Хонда хотел поделиться мыслями, которые еще раньше засели у него где-то в уголке мозга.
— Я тут сказал, наверное, странную вещь. Ну, что история о тебе и Сатоко вызвала у меня в памяти ту фотографию времен японо-русской войны. Я подумал, к чему бы это, и вот, с большой натяжкой, объяснение.
Вместе с периодом Мэйдзи закончилась эпоха той героической войны. Воспоминания о войне свелись к рассказам о собственных подвигах для тех, кто остался в живых, да к хвастовству у деревенской печкя.
Молодое поколение в подавляющем большинстве уже вряд ли отправится за героической смертью на поле боя.
Война действий закончилась, но на смену ей пришла война чувств. Этой невидимой глазу войны толстокожий человек не ощущает, да, должно быть, и не верит в такое. Но все равно эта война определенно началась, и в ней участвуют молодые, специально избранные для этой войны. Ты определенно один из них.
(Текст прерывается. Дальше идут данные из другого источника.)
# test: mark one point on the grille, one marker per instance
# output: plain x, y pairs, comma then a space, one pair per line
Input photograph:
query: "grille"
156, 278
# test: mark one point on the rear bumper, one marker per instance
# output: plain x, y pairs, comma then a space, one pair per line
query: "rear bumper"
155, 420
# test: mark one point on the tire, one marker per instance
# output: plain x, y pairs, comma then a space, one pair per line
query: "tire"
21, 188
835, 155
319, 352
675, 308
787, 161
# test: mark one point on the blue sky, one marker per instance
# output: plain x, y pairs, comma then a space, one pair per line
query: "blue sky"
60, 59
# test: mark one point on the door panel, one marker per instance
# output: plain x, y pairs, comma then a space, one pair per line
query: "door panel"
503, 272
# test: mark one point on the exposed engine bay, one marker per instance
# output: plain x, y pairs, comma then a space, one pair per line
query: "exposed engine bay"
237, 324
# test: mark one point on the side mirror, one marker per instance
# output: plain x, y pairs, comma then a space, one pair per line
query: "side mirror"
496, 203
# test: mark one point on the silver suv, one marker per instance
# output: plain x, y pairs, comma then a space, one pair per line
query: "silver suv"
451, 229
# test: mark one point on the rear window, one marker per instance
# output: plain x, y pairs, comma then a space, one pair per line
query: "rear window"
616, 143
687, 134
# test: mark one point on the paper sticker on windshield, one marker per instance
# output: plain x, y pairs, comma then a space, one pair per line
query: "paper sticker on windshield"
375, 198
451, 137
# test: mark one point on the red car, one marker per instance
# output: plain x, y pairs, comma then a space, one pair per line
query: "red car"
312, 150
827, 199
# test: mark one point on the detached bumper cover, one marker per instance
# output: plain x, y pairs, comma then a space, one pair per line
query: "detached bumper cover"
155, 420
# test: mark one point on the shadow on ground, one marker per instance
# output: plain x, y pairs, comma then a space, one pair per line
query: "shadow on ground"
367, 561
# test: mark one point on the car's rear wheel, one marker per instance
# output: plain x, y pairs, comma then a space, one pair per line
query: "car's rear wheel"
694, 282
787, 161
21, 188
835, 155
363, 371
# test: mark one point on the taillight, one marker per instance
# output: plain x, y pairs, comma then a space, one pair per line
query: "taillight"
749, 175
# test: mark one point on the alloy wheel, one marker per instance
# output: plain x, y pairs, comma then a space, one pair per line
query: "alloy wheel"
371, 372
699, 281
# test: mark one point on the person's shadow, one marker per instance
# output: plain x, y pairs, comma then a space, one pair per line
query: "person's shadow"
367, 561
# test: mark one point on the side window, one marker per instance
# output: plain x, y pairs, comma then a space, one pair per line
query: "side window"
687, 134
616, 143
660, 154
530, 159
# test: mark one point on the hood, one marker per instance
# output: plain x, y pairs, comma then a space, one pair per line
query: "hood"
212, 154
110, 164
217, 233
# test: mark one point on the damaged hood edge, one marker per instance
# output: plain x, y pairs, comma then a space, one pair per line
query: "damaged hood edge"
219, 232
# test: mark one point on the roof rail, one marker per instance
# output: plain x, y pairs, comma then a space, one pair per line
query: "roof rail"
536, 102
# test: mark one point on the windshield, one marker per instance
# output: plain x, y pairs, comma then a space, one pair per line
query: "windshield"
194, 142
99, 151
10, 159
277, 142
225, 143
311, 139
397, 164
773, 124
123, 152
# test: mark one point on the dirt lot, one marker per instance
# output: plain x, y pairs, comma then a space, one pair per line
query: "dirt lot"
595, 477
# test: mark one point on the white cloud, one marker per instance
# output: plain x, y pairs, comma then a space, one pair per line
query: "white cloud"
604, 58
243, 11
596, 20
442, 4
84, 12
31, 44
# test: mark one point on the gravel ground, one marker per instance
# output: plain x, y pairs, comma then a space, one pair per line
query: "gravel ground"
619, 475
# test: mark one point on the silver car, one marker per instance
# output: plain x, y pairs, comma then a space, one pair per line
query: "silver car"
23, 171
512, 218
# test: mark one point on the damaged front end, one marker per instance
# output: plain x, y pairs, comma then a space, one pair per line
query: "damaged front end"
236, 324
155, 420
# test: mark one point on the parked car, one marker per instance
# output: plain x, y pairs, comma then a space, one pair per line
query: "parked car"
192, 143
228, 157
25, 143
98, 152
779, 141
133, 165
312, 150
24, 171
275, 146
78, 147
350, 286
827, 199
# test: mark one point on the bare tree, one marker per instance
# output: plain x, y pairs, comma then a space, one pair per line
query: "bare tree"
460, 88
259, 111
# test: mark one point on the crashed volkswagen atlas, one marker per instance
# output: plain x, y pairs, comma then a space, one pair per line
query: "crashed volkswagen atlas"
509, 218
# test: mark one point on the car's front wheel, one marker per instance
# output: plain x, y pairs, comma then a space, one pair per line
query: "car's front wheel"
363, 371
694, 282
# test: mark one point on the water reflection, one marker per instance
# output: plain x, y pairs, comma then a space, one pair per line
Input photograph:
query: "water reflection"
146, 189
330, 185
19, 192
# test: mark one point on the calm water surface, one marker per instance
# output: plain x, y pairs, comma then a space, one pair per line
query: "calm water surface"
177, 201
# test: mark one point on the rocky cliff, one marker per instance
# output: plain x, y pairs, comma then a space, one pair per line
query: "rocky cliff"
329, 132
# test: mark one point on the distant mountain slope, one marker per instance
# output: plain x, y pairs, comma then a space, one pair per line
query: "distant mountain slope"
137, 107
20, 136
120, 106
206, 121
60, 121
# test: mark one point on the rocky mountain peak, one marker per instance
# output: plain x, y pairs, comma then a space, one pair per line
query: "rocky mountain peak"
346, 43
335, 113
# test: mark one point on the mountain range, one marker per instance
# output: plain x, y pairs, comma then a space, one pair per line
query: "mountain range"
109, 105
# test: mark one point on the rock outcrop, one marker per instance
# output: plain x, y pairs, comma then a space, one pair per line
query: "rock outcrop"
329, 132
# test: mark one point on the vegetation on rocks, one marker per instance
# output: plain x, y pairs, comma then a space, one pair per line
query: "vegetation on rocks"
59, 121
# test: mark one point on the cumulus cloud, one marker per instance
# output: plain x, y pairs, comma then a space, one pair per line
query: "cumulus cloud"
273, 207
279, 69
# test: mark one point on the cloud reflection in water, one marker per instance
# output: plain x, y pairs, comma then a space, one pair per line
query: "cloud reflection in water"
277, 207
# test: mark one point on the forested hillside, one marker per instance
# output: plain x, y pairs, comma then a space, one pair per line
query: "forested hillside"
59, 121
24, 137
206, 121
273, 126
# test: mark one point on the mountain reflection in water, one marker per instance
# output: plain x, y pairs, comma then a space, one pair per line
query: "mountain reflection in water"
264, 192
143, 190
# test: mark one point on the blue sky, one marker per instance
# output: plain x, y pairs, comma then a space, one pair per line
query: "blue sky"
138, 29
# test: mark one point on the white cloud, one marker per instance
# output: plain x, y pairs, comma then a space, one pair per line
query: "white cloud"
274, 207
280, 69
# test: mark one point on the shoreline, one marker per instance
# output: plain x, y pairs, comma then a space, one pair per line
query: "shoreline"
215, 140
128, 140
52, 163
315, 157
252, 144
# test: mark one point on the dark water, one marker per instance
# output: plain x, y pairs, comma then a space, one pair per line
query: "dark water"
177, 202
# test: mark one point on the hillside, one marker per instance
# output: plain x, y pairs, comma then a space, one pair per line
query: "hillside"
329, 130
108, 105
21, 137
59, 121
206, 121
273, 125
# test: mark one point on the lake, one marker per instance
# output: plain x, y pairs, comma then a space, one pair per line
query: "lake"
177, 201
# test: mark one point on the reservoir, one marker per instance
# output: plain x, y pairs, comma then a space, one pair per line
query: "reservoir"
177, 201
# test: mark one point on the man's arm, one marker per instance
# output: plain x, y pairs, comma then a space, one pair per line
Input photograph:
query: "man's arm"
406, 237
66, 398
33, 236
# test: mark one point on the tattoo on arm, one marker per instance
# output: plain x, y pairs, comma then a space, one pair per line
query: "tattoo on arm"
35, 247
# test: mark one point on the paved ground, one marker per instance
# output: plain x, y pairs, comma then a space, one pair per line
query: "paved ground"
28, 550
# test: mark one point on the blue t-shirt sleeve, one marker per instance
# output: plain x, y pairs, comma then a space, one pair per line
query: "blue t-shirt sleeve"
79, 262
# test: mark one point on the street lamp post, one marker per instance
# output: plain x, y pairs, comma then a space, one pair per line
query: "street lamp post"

Я думаю, что, так же как на настоящей войне, в этой войне чувств будут погибать молодые. Может быть, ты будешь одним из них — такова судьба нашего поколения… И ты готов на смерть в этой новой войне. Ведь так?
Киёаки только чуть улыбнулся и ничего не ответил. Вдруг из окна предвестником дождя ворвался в комнату влажный тяжелый ветер и прохладной губкой прошелся по их покрытым бисеринками пота лицам. Хонда подумал, почему же Киёаки не ответил: то ли потому, что все было слишком очевидным, или потому, что все сказанное он сам предчувствовал, а он, Хонда, выразил это слишком откровенно.